Oggi ho visto la foto di Gino Strada e sotto scritto R.I.P. ho pensato fosse stato un errore, non poteva essere!!!!! Spesso pubblicano fake news, invece facendo un'ulteriore ricerca mi sono accorta che era vero. Ho sentito parlare in modo più approfondito di lui quando ho partecipato a un incontro di Emergency svoltosi nella nostra parrocchia, in quel momento ho capito perchè si batteva tanto contro la guerra, lui ha vissuto molte volte quella tragedia e sapeva benissimo che chi ne subisce le conseguenze sono sempre i bambini e la popolazione. Lui ha curato tanti che hanno perso gambe, braccia, occhi, tanto spargimento di sangue e bambini orfani che perdendo i genitori, non sanno più con chi vivere. Ma chi le fa le guerre non se ne preoccupa, perchè dà solo ordini, non vive queste catastrofi, non è la sua casa, la sua azienda che viene abbattuta, è a migliaia di chilometri che avviene. Proprio poco fa ho visto una sua intervista dove diceva che le persone devono capire che i problemi non si risolvono ammazzando gli altri.

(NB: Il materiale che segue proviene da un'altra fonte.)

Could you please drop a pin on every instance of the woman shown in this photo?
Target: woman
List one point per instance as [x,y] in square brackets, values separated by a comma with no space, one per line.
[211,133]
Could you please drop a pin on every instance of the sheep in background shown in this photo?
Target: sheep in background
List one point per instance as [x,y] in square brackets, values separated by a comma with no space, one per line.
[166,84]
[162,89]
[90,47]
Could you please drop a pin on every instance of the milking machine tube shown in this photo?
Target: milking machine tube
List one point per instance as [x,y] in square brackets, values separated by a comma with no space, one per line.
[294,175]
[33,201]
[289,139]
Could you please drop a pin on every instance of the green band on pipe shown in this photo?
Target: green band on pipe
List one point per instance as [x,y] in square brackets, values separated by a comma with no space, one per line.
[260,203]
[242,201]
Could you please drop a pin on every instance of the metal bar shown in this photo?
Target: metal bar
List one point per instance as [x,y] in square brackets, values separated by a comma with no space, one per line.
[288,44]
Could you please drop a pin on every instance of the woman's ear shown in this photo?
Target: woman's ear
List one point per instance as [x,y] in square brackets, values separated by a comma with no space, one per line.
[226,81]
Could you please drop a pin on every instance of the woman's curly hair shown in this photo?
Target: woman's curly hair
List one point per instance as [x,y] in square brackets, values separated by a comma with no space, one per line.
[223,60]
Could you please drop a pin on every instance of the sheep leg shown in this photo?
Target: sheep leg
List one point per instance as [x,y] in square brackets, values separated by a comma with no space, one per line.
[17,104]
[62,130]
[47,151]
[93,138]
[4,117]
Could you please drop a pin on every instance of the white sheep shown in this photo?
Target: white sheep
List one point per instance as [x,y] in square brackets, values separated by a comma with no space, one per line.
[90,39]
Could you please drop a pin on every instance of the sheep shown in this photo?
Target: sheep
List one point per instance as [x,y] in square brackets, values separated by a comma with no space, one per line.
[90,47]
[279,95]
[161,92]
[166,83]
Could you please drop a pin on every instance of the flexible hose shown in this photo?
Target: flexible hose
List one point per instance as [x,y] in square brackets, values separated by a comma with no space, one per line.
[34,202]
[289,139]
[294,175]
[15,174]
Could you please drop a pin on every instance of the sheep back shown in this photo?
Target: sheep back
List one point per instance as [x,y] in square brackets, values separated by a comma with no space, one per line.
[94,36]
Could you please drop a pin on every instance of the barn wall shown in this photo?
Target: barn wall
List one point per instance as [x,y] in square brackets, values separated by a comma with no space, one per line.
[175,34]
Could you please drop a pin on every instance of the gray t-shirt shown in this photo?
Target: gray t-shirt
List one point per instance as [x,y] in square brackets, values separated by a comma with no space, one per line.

Vorrei riportare una lettera che Gino scrisse da Kabul il 16 febbraio 2003:
"Di questi tempi si sente spesso discorrere di «scontro di civiltà», e credo che ciò sia vero.
Non nel senso che due mondi e due culture, quelli occidentali e quelli islamici, siano entrati in rotta di collisione: questo è del tutto falso. Ad essere in crisi è, piuttosto, l’idea stessa di «civiltà», o meglio la nostra idea di civiltà.
È come se, in una nuova Macondo, non riconoscessimo più i principî, i concetti, perfino le parole. L’occupazione militare di un paese sovrano diventa missione di «peace-keeping», l’assassinio di cinquemila civili afgani sotto le bombe – ero in Afghanistan in quel periodo – si trasforma in «guerra al terrorismo». Cinquemila esseri umani spariti nel nulla, «effetti collaterali», cavie da laboratorio.
Non ci deve sorprendere il disagio che proviamo, né la nostra spaventosa capacità di digerire ogni orrore della guerra. È frutto di una prolungata e puntuale opera di condizionamento dei nostri cervelli, una ferita prodotta da «un’arma» nuova e micidiale: l’informazione.
Un’arma di «distrazione» di massa. Il mio mestiere di chirurgo mi ha portato a vivere in mezzo alle guerre negli ultimi 15 anni, in Africa, in Asia, in America latina, perfino nella nostra Europa. Forse questo mi rende refrattario alla manipolazione, almeno sulla guerra. Perché quella che ho visto in molti paesi non c’entra niente con la favola che ho sentito raccontare da giornali e televisioni: la guerra che ristabilisce diritti umani, la guerra che porta la pace, la guerra che libera le donne. Non ci sono, non esistono. Non c’è guerra umanitaria, non può esserci uccisione degli uomini in nome dell’uomo.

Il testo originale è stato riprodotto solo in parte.